Uncle Paul shared stories of his early life in Queensland—where he lived for his first 30 years without electricity or running water—and what it was like to adjust to mainstream life.

“It was like I could feel the electricity and artificial lights in the buildings changing the way my blood flowed,” he explained.

He spoke about his research, both into his own family history and the origins of Bendigo, and urged students to make the most of their educational opportunities and to embrace technology.

“Grasp it with both hands,” he said. “Learn to research… learn Excel and Photoshop… they’re powerful tools for research.”

Uncle Paul also had a very special message for the Aboriginal and Torres Strait Islander students in the room.

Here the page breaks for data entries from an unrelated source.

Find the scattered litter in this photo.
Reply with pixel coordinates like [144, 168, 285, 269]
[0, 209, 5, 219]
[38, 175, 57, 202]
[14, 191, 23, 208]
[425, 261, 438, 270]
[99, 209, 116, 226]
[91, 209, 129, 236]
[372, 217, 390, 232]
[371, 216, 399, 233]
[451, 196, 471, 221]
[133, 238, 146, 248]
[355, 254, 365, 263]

“To be a leader in your community, you need to start right now,” he said. “It’s important to have certificates and degrees, but you also need Culture.”

The session finished with some great insights into playing the Didgeridoo, particularly how circular breathing is something we all do—when we eat and drink—without even noticing.

The Intermediate PDWRS class are working towards hosting a morning tea where students will introduce community Aunties and Uncles, including Uncle Paul, to the college leadership team.

Uncle Paul will also be running regular Didgeridoo workshops, beginning next Thursday (25th Feb), Period 3 in room G12.